A las personas que denuncian hechos reprochables para alertar a las autoridades, más que solicitarles datos para su localización, se les debe agradecer ese gesto y proceder sin morosidad contra los protagonistas de las infracciones.
Vale, pienso, tanto el gesto de realizar la denuncia a cara limpia como la actuación de alguien que no se identifica, porque puede tener la certeza de que están metiendo a caudales la mano en algún lugar, pero no la prueba.
La cooperación ciudadana anónima con las autoridades para enfrentar los desmanes resulta una práctica de sello internacional.
Lo que sí deviene un invento criollísimo aflora en hacer lo contrario, en otras palabras, solicitar datos personales a quien denuncia telefónicamente sobre alguna fechoría de mayor o menor rango.
Ocurre, por ejemplo, cuando alguien va a alertar a las administraciones de los organismos sobre alguna violación de precios u otros tablazos, y estas le quieren aplicar un formalismo de identificación que de inmediato corta la comunicación.
Transgreden así esa regla de oro sustentada en que, en vez de espantar al posible colaborador con la exigencia de detalles sobre él, hay que atraerlo.
Se llega al colmo de echar a volar palabras confidenciales de lo dicho por fulano o mengano en una verificación sobre tal asunto o persona, incluidos pormenores de lo expresado por alguien que pueden ser reales o no. O anunciar: estamos aquí porque nos llamaron de tal lugar.
Hay prácticas todavía peores en las que intentan hasta esgrimirlo como escudo. Ahí les va una. Resulta que si alguien critica in situ la infracción de determinados precios o sobre que hay mercancías en venta carentes de la cuantía a pagar, inmediatamente el responsable conmina al denunciante a que vaya con él hasta el mostrador donde están metiendo el tablazo.
Ejemplo clásico de quienes rehúyen asumir su responsabilidad, por la cual devengan un sueldo, más estimulación y, a cara limpia, exigen que le muestre, el que viene de afuera, lo que tiene delante de sus narices.

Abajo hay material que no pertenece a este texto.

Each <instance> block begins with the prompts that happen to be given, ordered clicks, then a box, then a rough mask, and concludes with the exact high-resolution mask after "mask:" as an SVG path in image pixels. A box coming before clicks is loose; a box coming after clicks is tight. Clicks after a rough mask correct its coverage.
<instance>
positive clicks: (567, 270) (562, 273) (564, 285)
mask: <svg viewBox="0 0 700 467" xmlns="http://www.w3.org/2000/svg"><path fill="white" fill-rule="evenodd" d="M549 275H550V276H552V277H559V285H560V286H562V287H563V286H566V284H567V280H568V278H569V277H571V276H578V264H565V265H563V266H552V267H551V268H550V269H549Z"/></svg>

La lógica de esa actuación la apuntala el compadreo. ¿Por qué? Sencillísimo. El hecho de que el cliente lo lleve hasta el puesto de venta del transgresor, le permitirá al garante justificarse después con el vendedor con un «¡compadre!, no me quedó más remedio».
Para defender la trascendencia del actual anónimo, batuqueado por muchos con aquello de que carece del valor moral de decirlo de frente y por eso recurre a las tinieblas, cierro con este razonamiento hecho con clarividencia por una personalidad apegadísima al sentir popular.
Lo dijo, específicamente, en un análisis interno de determinada organización, y no voy a incurrir en la trampa de hacer lo mismo que cuestionan estas líneas, porque esgrimir su nombre quebrantaría la privacidad que tuvo aquel encuentro.
Sus palabras, en esencia, enfatizaron en que le iban a hacer caso a los anónimos, pues la inmensa mayoría resultaban ciertos, y sus protagonistas actuaban así para protegerse de posibles represalias que podían ser, incluso, tan sutiles que pasaran hasta inadvertidas.
Entonces, por favor, dejen que fluya la cooperación ciudadana de frente, como lo hacen muchos, y la otra contra la fechoría, expeditamente, sin ponerle piedras en el camino, pues bien vale todo lo que sea para cerrarle el paso a la inmundicia. Así de lógico, así de sencillo.